Design And Synthesis Of Antibacterial Drug Based On The Structure Of Peptide Deformylase

In bacteria, protein synthesis initiates with a formylated methionyl tRNAt,Met so that the newly synthesized proteins are formylated at the amino terminus. PDF (peptide deformylase) is required to remove the formyl group from a newly synthesized polypeptide chain. This activity is essential for subsequent N-terminal processing by methionine aminopeptidase(Map). The enzyme is broadly conserved in more than 90 sequenced bacterial genomes and gene knock-out experiments showed that it is essential for the growth of E. coli, S. pneummoniae and S. aureus.

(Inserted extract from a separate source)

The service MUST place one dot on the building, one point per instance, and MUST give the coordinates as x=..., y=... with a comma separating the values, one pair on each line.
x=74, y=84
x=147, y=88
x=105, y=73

It is interesting that the formylation is not necessary for the protein synthesis in mammals. The enzyme seems to be nonessential in mammals and may become an effective target for screening new antibacterial drugs.The biochemistry pathway of PDF for inhibiting bacteria is very clear now. Crystal structure of many kinds of PDF and the bioactive domain were established. Only 28 PDFs crystal structures were reported in 2002 when we started our project, but the number had went up to 47 in the beginning of 2006. The chemical structural types of reported inhibitors for PDF covered Hydroxamic acid derivatives, N-Hydroxycarbamide, Sulfhydryl peplides, Quizolinone, and the others, in which the first two types were mostly studied. BB-83698 from British Biotech & GeneSoft and VRC-4887 from Vicuron have been under clinic trial and showed attractive effects for Staphylococcus aureus, Enterococcus and some resistant pathogens. These inspiring achievements result in an active field that discover potential antibacterial agents from investigation for PDF inhibitors.